For me, the "computer geek" bug bit pretty early. When I was 12 or so (early 80s), I had a friend whose father bought him a TRS-80 Color Computer. He'd have sleepovers at his house and we'd stay up very late hacking out "games" (loosely defined) that were of the Choose Your Own Adventure variety. They were completely text-based and offered multiple choices at each turn. We learned quickly to map out the story's flow on graph paper.
It didn't take long to decide that I needed a computer of my own, so I started saving. Eventually, I got a paper route for the San Jose Mercury News and that helped me reach the savings goal pretty fast... I was pretty excited to purchase a Commodore 64 with my own money. My parents helped out by buying me the cassette tape drive (so I could [painfully and slowly] save my work) and a dot matrix printer. The following Christmas, my grandparents bought me the 300 baud modem for it (funny story: I learned years later that my grandparents argued over whether to get this because they'd just seen the film War Games). A year or so later, I bought the disk drive for it... which was both more expensive and physically larger than the computer itself!
I spent a whole lot of time hacking on that thing, including punching in program after program from "Compute Magazine". You'd punch things in by hand and try to run it later... but it was guaranteed not to run, so you'd have to go back through and try to find the typo.
In high school, I got in trouble once in a History class and was given some "extra" homework -- I had to write "I will not cause a disruption in Mr. Whatever's class in the future" a hundred times. I asked the teacher if it would be alright if I typed it a hundred times because A) I had a lot of homework and B) I needed the practice typing. Not having any idea what he was agreeing to, he said it was alright.
I went home and wrote something like this:
10 FOR I = 1 TO 100
20 PRINT "I will not cause a disruption in Mr. Whatever's class in the future."
30 NEXT I
Fire up the printer, run it, and I was done... I remember this because it was the first time I realized that I could make a computer work hard so I wouldn't have to. Thus, a career was born.

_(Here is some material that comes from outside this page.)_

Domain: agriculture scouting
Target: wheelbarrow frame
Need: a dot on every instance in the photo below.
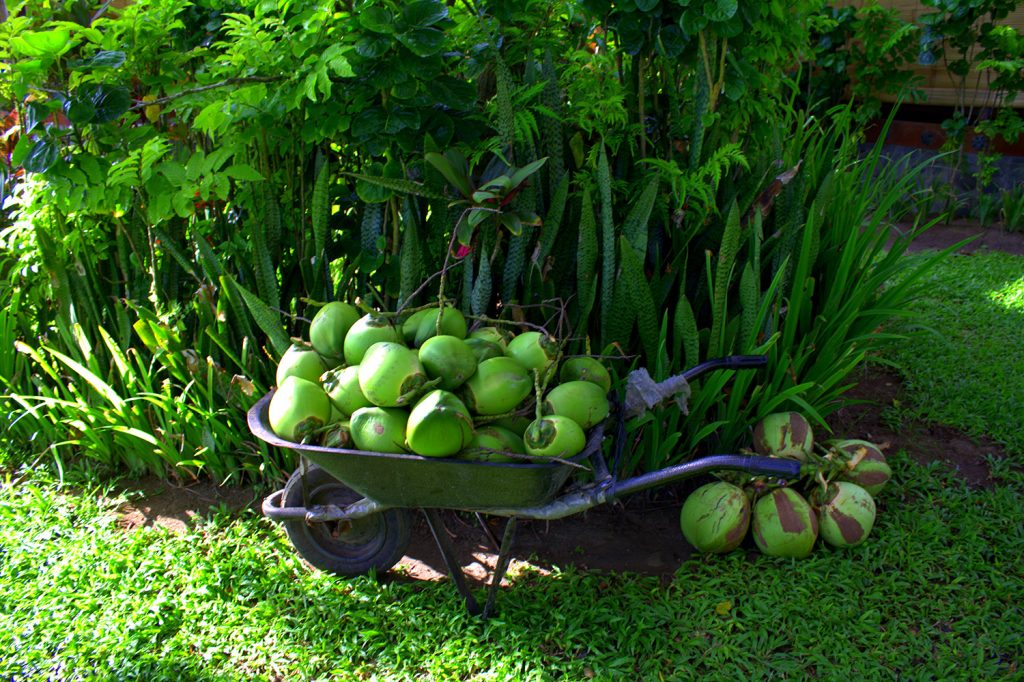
(531, 489)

That computer was also my first experience with the online world. I had to borrow my parents credit card to make it happen, but I got my first Compuserve account with that C64. Between cruising forums and writing code to peek/poke sprites on screen, I spent hundreds of hours on that machines.
Later (shortly after high school), I got an IBM PC XT 8088 clone that had two 5.25" floppy drives in it. One was the system (the OS and whatever app you ran) and the other was for data (to save your documents or whatever). Later, my uncle hooked me up with a 10MB hard drive... it was a beast and sounded like a jet taking off. I still remember messing around with jumpers to get it all working.
That 8088, with an amberchrome monitor, was the computer with which I first combined my other hobby -- music. I bought a serial port MIDI adapter and the original release of Cakewalk for DOS. Connecting a synthesizer to a computer opened up an amazing new world to me. I've been a Cakewalk (now SONAR) user ever since, despite dabbling with other products. It just "feels right" to me.
From there, it's been a series of 286, 386, and so on... I've never owned an Apple computer (though the MacBook Pro is sure tempting these days) and have been a PC junkie for over 20 years now.